Protein Kinase D1 Correlates with Less Lymph Node Metastasis Risk, Enhanced 5-FU Sensitivity, and Better Prognosis in Colorectal Cancer.

Abstract

Protein kinase D1 (PKD1) controls tumor growth and invasion of gastrointestinal tract-related cancers, but its prognostic role in colorectal cancer (CRC) is not clear yet. Therefore, this research intended to assess the potential of PKD1 as a marker for CRC patients' management, also to evaluate its effect on 5-fluorouracil (5-FU) chemosensitivity in CRC cell lines. PKD1 protein and mRNA expressions were measured by immunohistochemistry and reverse transcription-quantitative polymerase chain reaction assays in 214 CRC patients, respectively. The PKD1 overexpression plasmids and negative control (NC) plasmids were transfected into the HCT-116 and LoVo cell lines followed by 0-16 μM 5-FU treatment. PKD1 protein (P < 0.001) and mRNA expressions (P < 0.001) were both descended in tumor tissues compared to tumor-adjacent tissues. Meanwhile, tumor PKD1 protein and mRNA expressions were both negatively related to lymph node metastasis, N stage, and tumor-node-metastasis (TNM) stage (all P < 0.05). Prognostically, high expressions of PKD1 protein and mRNA were linked with prolonged disease-free survival (DFS) and overall survival (OS) (all P < 0.05).
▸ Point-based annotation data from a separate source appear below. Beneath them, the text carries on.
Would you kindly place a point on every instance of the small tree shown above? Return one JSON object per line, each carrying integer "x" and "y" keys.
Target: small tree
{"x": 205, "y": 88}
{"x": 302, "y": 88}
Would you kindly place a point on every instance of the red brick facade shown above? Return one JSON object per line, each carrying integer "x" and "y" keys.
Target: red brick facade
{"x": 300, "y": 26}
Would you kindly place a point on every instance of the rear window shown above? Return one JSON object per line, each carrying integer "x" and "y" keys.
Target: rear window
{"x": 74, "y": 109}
After adjustment by multivariate Cox analyses, PKD1 mRNA high expression independently forecasted longer DFS [hazard ratio (HR) = 0.199, P = 0.002] and OS (HR = 0.212, P = 0.022). In vitro experiments revealed that PKD1 overexpression decreased the half maximal inhibitory concentration value of 5-FU in the HCT-116 (P = 0.016) and LoVo (P = 0.007) cell lines. PKD1 expression links with less lymph node metastasis risk and satisfied prognosis in CRC patients, which promotes CRC cell chemosensitivity to 5-FU chemosensitivity as well.